First question is age(forgive this..prob sounds stupid). Mack was born March 20th..So going by months, he is 5 months one week. If you go by weeks he is 24 weeks..and 24 divided by 4 weeks is 6 months. So is he six months or five months and one week old? This has been confusing me forever now.

..which brings me to his ear. He has one that is down mostly(80-90%of the time). He still has a couple of teeth to lose.. and he had the flying nun before teething. Should I be thinking of gluing or is this normal. Ive read some people say by 6 months its getting pretty late to glue and many say wait till done teething(main reason for the age question).-also does 'done teething' mean- all puppy teeth are out and adult ones are growing or all growing of adult teeth is done? 
His ear has been up before..both ears are floppy when he runs and he is a big puppy with big ears.
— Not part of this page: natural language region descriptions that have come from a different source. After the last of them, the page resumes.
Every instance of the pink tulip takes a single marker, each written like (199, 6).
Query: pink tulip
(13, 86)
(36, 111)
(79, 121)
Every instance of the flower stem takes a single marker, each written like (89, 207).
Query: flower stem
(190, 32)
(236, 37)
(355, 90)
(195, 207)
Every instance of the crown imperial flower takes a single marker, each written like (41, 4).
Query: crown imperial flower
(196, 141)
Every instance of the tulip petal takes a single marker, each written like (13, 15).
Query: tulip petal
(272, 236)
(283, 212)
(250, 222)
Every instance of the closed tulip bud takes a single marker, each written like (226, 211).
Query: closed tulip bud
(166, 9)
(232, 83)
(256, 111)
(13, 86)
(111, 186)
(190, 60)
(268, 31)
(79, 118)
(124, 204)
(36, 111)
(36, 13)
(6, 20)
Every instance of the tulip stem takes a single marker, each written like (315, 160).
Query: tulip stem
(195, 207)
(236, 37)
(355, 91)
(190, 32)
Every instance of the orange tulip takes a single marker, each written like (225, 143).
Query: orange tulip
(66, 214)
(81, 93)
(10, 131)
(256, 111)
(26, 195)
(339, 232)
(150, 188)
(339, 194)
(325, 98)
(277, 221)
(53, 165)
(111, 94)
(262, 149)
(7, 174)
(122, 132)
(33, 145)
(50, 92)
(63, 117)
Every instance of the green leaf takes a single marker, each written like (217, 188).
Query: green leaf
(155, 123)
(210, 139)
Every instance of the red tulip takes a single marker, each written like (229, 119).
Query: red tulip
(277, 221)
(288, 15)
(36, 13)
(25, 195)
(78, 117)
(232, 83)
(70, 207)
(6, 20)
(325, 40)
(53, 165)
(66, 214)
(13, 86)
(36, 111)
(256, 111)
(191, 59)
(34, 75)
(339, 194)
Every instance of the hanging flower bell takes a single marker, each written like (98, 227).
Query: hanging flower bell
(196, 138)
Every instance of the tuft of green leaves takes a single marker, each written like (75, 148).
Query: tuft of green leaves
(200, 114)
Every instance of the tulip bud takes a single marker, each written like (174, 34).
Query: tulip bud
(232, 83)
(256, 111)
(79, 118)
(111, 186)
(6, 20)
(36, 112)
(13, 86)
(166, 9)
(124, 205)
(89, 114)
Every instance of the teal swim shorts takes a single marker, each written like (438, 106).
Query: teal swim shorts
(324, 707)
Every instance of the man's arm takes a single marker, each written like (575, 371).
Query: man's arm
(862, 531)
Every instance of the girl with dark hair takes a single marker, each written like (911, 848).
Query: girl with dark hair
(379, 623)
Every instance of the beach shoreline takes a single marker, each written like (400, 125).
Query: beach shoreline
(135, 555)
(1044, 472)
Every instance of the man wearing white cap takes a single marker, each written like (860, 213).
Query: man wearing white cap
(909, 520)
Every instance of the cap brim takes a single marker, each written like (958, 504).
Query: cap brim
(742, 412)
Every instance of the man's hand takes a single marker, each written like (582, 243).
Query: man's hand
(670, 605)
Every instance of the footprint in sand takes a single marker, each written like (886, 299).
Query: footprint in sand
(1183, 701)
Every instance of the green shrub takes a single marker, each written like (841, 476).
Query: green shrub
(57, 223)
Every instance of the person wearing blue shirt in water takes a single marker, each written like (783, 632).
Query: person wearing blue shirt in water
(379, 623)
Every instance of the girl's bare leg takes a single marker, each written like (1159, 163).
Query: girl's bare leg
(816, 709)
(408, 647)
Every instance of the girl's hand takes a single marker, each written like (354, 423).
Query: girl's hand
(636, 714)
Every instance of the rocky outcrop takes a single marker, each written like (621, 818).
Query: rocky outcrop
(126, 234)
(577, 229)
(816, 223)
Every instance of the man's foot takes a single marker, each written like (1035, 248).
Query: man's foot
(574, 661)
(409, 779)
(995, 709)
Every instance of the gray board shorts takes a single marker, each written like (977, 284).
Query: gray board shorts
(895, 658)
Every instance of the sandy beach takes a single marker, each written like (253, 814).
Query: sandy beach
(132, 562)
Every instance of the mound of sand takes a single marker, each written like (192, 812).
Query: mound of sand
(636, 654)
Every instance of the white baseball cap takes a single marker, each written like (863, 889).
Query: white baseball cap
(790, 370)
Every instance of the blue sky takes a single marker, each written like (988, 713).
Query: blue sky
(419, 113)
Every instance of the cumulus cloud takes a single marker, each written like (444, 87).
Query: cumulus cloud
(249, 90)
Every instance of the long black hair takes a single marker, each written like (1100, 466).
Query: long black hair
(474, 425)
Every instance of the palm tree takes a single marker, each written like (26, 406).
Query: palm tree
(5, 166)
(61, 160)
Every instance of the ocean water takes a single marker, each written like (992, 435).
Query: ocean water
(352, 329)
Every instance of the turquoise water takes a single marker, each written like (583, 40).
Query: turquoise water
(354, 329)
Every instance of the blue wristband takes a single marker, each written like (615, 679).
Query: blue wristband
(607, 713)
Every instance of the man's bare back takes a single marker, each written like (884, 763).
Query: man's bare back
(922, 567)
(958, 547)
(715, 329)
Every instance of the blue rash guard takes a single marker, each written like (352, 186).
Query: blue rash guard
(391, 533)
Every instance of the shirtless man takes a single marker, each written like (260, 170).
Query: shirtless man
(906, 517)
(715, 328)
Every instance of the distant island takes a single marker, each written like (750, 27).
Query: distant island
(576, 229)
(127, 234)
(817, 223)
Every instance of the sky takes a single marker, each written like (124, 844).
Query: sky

Ill include some pics of his ears that are recent(except the fly nun teepee pic which was before teething). I would really appreciate some feedback, he looks like a totally different dog with both up. Love him anyway, but if I can help his ear stand I will if its needed. It just seems his ear is so weak right now.


----------



## Reinkey1 (Dec 28, 2014)

Any up date? Did his ears ever fully stand?


----------